GATLINBURG, Tenn. — Greg Bennett had no idea what might be waiting for him when he went to check on his church on Friday morning, four days after a deadly wildfire ripped through parts of downtown.
Friday was the first day residents and property owners were allowed back into the city limits to survey damage from the fires. Bennett, the pastor of Gatlinburg Presbyterian Church, had thought about what he might find.
“I had some indication it was fine, but I wasn’t sure what fine meant,” Bennett said. “When these things happen, you never know what you’re going to find.”
The ride into downtown showed no clear path of destruction, with some buildings demolished next to others still standing. Authorities said nearly 1,000 homes and businesses were damaged or destroyed in the blaze.
A restaurant lay in a pile of rubble. All that remained was the entrance sign. A main strip of shops was left mostly intact, though largely deserted.
Bennett’s church, next door to the Gatlinburg Fire Department, stood undamaged, except for a smoky smell that lingered in the air and some ash that had blown in under the door.
Other buildings nearby were not so fortunate.
A wedding chapel just two buildings over showed signs of widespread damage, with the side of the building torn away and ceiling fans lying broken on the ground.
Less than a quarter-mile up the road, the Gatlinburg Church of Christ was a pile of cement and metal, with charred trees overlooking the ruins and a burned-out vehicle in the parking lot.
Several visitors and members of the congregation clustered around the former church, many wiping tears or shooting photos to document the damage.
Joann Tant, 80, who lost her home, hugged a friend before looking out silently on the church’s collapsed shell. Tant’s husband, James, designed the A-frame building in the 1960s, she said.

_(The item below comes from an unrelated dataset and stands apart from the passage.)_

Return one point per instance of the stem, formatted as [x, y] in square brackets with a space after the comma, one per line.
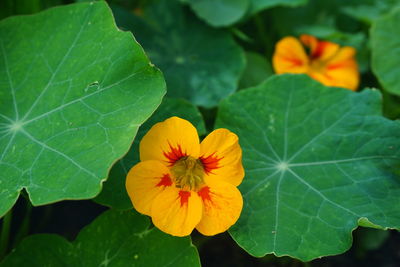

“It’s amazing,” Tant said. “This was a landmark. People have been telling my daughter it’s the most beautiful church they’ve seen.”
Like more than 14,000 others in Gatlinburg, Tant fled her home on Monday night as flames whipped by high-speed winds roared toward the city. She shared the home with her daughter and two grandchildren. On Monday night, her daughter went to check on the family’s cats and returned with a dire request.
“She came back and said, ‘We have to get out now,’” Tant recalled.
Looking at the church Friday morning, she said her home was in a similar state.
“Everything is gone,” Tant said.
David Barton, another member at the Church of Christ site Friday, called the scene “heartbreaking” but said the congregation plans to rebuild.
“We’ve gotten together to try and figure out what we can do,” he said. “We’re looking for some place to lease, and hopefully we’ll be worshiping in Gatlinburg again in two weeks.”
Tant said she still has the original design plans her husband drew and she hopes they can be used to restore the building to its original specifications.
“Right now things are very solemn,” said Tant’s daughter, Lara. “But everybody is banding together. We’re a strong community, and we’re going to rebuild.”